Toplumun posası olacak yerde “gözbebeği” yapılmış bu üç kadın üzerinden Cumartesi Annelerine gönderme yapan oyun, bu kadınların ailelerine mal olmasalardı bu ev yapımı eylem yerine, sokağa çıkabileceklerinin, hatta Cumartesi Annelerinin yanında oturabileceklerinin imasını da taşıyor.
Yine de kararsızlar. Önemli olan gayet mutlu oldukları ve bozulmasına hiçbir surette izin vermeyecekleri kendi rahatları mı, kendi çocuklarının kaderi mi yoksa ötekiler mi? “Biz başkaldıracağız, eyleme duracağız ve evde ardı ardına aksiyon yapacağız da vicdanımız temizlenecek diye çoluk çocuğun istikbalini kirletemeyiz.” (s.12) diyerek açıklıyor Zahide bu kararsızlığı. Vicdanlarını temizlemek istiyorlar, ki tam bu kelimeler asıl amaçlarını ortaya koyuyor, bundan bile korkuyorlar. Vicdan temizlemek için bile olsa, kendilerini tatmin etmek için bile olsa sokağa çıkamıyorlar. Sokak, çünkü, onların alanı değil. Sokak alışverişe gitmekten, yogaya, diyetisyene ve tabii ki yaşam koçuna giderken geçilmekten ibaret. Sokak var olma alanı değil, yürünmek için bile yasak.
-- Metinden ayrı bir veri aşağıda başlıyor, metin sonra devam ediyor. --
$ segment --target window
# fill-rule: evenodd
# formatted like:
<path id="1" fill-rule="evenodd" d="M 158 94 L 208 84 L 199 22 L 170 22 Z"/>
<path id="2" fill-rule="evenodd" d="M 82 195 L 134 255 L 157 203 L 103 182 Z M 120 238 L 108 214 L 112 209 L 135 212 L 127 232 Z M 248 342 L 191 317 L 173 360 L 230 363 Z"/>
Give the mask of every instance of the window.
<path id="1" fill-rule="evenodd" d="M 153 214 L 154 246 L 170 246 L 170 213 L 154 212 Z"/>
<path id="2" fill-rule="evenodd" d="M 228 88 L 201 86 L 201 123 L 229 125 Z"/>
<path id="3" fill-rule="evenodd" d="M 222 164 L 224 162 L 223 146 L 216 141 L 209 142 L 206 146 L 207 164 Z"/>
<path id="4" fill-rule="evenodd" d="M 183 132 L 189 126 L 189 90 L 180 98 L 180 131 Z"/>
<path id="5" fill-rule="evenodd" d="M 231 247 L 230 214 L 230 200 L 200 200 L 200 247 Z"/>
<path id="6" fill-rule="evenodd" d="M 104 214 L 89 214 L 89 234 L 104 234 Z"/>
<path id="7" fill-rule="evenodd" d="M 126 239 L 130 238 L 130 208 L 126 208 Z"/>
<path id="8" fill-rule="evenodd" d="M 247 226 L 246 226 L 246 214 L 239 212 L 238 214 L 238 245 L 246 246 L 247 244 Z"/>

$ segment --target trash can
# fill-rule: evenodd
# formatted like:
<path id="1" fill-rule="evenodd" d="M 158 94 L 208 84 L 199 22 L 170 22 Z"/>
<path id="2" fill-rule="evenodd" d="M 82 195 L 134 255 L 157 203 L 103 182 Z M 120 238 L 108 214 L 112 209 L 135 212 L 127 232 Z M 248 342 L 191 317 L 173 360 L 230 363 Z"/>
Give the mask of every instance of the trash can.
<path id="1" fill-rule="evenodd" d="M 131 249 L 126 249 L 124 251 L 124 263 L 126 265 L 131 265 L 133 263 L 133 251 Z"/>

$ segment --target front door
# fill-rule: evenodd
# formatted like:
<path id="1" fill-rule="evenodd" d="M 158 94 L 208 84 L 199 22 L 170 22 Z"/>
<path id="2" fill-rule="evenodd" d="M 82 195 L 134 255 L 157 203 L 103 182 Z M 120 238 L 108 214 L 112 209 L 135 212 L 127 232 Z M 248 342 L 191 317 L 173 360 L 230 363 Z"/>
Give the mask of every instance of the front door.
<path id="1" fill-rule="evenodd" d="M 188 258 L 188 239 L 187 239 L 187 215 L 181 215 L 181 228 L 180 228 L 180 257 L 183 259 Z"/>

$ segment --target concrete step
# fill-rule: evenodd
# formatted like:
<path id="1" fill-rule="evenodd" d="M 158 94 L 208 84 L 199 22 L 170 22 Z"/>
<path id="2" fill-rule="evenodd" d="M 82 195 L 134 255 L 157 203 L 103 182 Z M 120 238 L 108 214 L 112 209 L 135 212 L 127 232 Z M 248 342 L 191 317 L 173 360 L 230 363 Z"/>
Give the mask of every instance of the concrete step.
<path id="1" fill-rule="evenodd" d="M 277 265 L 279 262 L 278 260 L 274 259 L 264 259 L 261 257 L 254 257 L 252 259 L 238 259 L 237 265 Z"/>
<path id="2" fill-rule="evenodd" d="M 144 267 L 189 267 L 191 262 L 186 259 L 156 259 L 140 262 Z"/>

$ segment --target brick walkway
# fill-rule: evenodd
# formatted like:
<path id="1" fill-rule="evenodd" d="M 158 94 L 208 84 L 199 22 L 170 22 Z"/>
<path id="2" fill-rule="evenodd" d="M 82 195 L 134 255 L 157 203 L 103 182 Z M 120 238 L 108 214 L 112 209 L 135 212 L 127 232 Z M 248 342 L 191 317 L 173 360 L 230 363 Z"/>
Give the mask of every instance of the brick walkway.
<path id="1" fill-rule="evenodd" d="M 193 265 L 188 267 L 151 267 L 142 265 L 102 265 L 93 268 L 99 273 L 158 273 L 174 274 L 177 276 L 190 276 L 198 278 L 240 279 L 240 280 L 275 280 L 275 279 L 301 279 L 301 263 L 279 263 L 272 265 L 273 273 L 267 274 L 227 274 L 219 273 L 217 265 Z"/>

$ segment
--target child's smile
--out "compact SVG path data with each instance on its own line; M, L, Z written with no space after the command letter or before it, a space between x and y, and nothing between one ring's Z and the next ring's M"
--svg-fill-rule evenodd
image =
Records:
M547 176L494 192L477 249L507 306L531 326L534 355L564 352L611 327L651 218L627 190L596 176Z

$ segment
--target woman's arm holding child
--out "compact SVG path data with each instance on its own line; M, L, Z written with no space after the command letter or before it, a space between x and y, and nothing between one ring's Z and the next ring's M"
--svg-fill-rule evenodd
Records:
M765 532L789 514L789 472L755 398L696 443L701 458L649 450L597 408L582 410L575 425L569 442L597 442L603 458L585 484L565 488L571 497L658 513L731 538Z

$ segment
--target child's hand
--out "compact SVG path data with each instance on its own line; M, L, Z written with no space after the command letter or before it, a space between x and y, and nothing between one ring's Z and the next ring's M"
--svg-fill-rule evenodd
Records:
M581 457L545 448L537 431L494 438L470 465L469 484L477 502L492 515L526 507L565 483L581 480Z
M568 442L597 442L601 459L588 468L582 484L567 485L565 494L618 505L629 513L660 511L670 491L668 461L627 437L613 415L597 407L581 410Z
Metni okurken huzursuz oluyorsunuz. Kadınlar ayağa kalkıp eylem yapmaya başladıklarında rahatsız oluyorsunuz, Cumartesi Annelerinin bahsini ettiklerinde rahatsız oluyorsunuz, kendileriyle, eylemleriyle, eylemlerde kullanılan sloganlarla dalga geçtiklerinde rahatsız oluyorsunuz, metnin sonunda eylem kendini bir şekilde gerçekleştirdiğinde, beyaz çarşafa sarılı beden “Anneeeee! Anneeee yalvarırım bul beni! Bulun artık, yeter! Dünyanın her yerine dağıldım, çok acıyorum çok. Beni bir mezara koy anne! Mezarım yok benim! Mezarımı ver anne! Bana bir mezar al anne! Anneeeee lütfen! Anne!” (s.27)diyerek etrafa kemiklerini saçınca rahatsız oluyorsunuz. Oyun bitiminde kendinizi o beyaz çarşafa sarıp evinize gidiyorsunuz.
Ailelerine mal olmuş bu üç kadının sizi bu kadar rahatsız etmesine şaşırıyorsunuz. Artık daha huzursuzsunuz. Bir daha sokak o sokak, yol o yol, ev o ev, eylem o eylem olmuyor.